Tova Friedman's grandson, Aron Goodman, created the TovaTok account on social media, following the rise in antisemitic views in recent years
While young children feared for their lives during the Holocaust in Germany in World War II, people in the United States lived quite normal lives. Tova Friedman escaped to the U.S. at the age of 11 and was quite shocked by the fact that her life back home differed from people here. Having spent her early years in a Jewish ghetto before being imprisoned in a Nazi concentration camp for over a year, the disparity felt particularly strange to her. She is now 84 years old, living in New Jersey and has decided to share her story with the younger generation through TikTok.
She told TODAY, "I was shocked when I spoke to kids my age. I was 11 years old and they were telling me about all kind of experiences when they were children — vacations, summer camps — I couldn't believe it. I thought what I experienced was what the world experienced." Aron Goodman, her grandson, on the other hand, grew up listening to his grandmother's narrative of surviving a genocide. So, he decided to share her story on TikTok about a year ago and named the account TovaTok. Goodman's inspiration for doing this was the rise in antisemitic views in recent years.
Goodman said, "My curriculum in my school for the Holocaust wasn't adequate. There was no Holocaust as part of the history discussion." To address this, he created a short film on YouTube that followed her grandmother's experience in Auschwitz and began sharing it on TikTok. As people started to show interest and ask questions, she recognized the potential to raise awareness about the topic. According to her story, shared on social media platforms, Freidman was taken by the Nazis to the notorious concentration camp in Poland at the age of five, where they tattooed the number 27-6-33 on her arm. Out of the 5,000 children from her hometown of Tomaszow Mazowiecki, she was one of only five who survived. Being the youngest of the five, she explains that most children were immediately killed, as they were considered useless and were targeted by the Germans, including Hitler. Moreover, the Nazis feared that children who survived could share their terrible experiences with the world.

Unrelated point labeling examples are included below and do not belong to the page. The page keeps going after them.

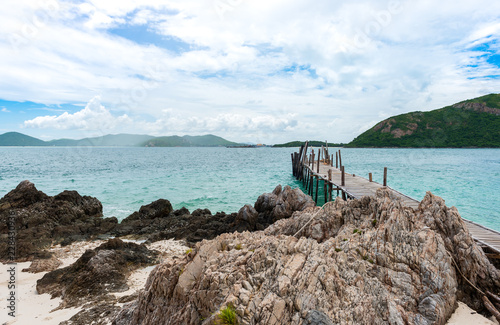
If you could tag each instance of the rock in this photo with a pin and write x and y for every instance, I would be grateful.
(41, 220)
(368, 261)
(281, 203)
(157, 221)
(157, 209)
(247, 219)
(43, 265)
(96, 273)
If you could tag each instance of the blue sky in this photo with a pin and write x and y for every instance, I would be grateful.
(250, 71)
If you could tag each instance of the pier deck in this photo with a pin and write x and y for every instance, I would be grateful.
(353, 186)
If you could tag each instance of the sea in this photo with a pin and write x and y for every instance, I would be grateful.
(225, 179)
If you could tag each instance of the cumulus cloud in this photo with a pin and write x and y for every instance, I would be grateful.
(93, 117)
(211, 63)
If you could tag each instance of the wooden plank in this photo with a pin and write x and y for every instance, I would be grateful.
(357, 187)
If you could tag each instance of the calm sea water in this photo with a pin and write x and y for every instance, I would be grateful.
(223, 179)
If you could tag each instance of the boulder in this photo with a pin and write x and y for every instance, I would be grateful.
(157, 221)
(281, 204)
(368, 261)
(39, 220)
(96, 273)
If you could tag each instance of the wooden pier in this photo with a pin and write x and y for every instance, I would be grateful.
(321, 167)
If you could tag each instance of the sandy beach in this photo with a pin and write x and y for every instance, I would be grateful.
(33, 308)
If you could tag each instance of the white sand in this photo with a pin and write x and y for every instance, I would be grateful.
(32, 308)
(465, 316)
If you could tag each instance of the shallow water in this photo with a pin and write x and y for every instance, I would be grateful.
(223, 179)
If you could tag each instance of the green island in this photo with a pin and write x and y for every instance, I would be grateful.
(473, 123)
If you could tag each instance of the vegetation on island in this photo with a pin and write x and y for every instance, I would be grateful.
(19, 139)
(471, 123)
(118, 140)
(208, 140)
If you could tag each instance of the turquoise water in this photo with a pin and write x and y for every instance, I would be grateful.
(223, 179)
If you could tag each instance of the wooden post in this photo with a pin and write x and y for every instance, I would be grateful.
(317, 186)
(326, 152)
(330, 184)
(325, 190)
(306, 179)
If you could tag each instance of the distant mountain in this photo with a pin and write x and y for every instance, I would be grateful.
(208, 140)
(471, 123)
(110, 140)
(294, 144)
(19, 139)
(118, 140)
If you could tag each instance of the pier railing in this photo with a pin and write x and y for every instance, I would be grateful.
(318, 167)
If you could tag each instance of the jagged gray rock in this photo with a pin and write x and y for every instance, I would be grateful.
(40, 220)
(368, 261)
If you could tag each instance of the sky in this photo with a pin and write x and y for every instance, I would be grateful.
(249, 71)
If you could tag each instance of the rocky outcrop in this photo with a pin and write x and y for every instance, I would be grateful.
(281, 204)
(368, 261)
(158, 221)
(39, 220)
(96, 273)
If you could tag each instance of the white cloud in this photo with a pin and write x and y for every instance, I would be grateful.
(93, 117)
(313, 61)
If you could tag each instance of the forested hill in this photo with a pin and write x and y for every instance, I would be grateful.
(118, 140)
(471, 123)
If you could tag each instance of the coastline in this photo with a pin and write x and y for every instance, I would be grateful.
(41, 309)
(34, 308)
(266, 256)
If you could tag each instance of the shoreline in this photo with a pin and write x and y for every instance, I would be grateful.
(225, 258)
(33, 307)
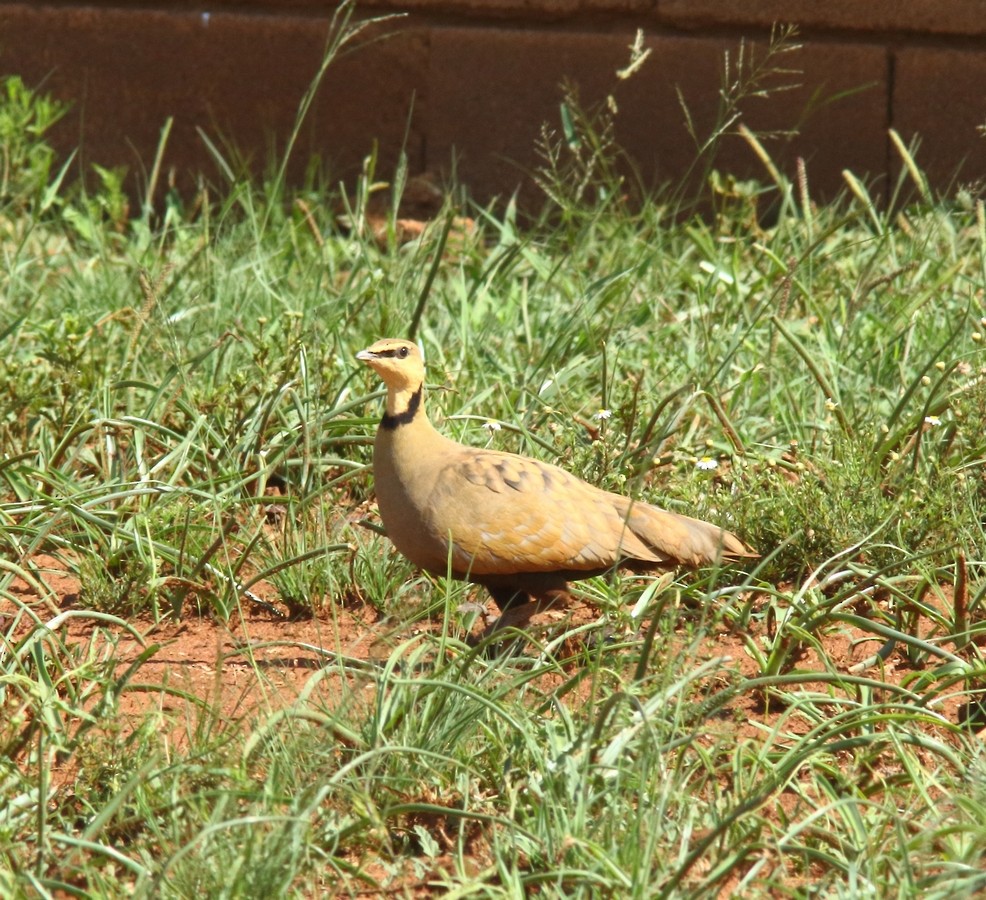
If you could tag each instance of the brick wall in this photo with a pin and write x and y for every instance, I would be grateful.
(474, 80)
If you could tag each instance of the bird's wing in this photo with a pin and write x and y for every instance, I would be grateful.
(507, 514)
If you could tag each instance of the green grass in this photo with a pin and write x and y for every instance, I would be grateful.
(165, 376)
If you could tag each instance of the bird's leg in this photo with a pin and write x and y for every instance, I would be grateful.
(508, 598)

Friedman stayed with her mother for some time in Auschwitz before being sent to a different part of the camp due to illness. She emphasizes the significance of listening to children and their perspectives throughout this terrible ordeal, as very few children survived Auschwitz. "I was surprised I wasn't killed, and most of the time, there's no explanation," she says. Just a few weeks before the camp was liberated by the Russian army in 1945, Friedman's mother managed to find her and they were together during the liberation. Friedman remembers that she was hoping for food when the Russian troops arrived.
Beyond grateful for people like Tova Friedman, one of the youngest survivors of Auschwitz, and her grandson Aaron. They are using the positive power of social media to share Tova's testimony and educate younger generations about the Shoah. @tovatoks https://t.co/qZyZgXgalN— Jonathan Greenblatt (@JGreenblattADL) April 2, 2023
Friedman explains that during her time in the camp, all she wanted was food. She finds it challenging to convey the various types of hunger to people who have never experienced it. When asked how she felt about God during that time, she responds, "Like a piece of bread. That's all you wanted." Friedman's TikTok followers frequently ask her questions, and many are interested in seeing her tattooed number. Goodman notes that people are intrigued by the tattoo because it is an aspect that has remained intact throughout time and individuals can only see it when they are with a survivor.
Although a doctor offered to remove the tattoo when Friedman first arrived in the United States, she chose to keep it, believing that it serves as a witness to what happened. "I feel as if my number is there to say, 'You think this never happened? Look,'" she says.
Goodman notes that wherever there is a Jewish presence, there is also hate and anti-Semitism. But overall, they have received positive feedback from many people who express gratitude for the opportunity to learn about the Holocaust through Friedman's story. Since launching TovaTok a year ago, Tova and her grandson Aron have spent more time together, including a recent trip to Los Angeles where Tova spoke about her life, book and involvement in a recipe book. The cookbook, "Honey Cake and Latkes: Recipes from the Old World by the Auschwitz-Birkenau Survivors," features two of Tova's family recipes, which are meant to tell "little stories." Proceeds from the cookbook go to support the Auschwitz-Birkenau Memorial Foundation.
Friedman desires to continue sharing her story as long as possible. Goodman, despite his plans to attend college far from his grandmother's residence, wishes to carry on with the project. Friedman believes that the Holocaust is not only her story but a warning about the dangers of hatred and prejudice towards others. She believes that humanity must learn to look within themselves and consider the implications of their actions.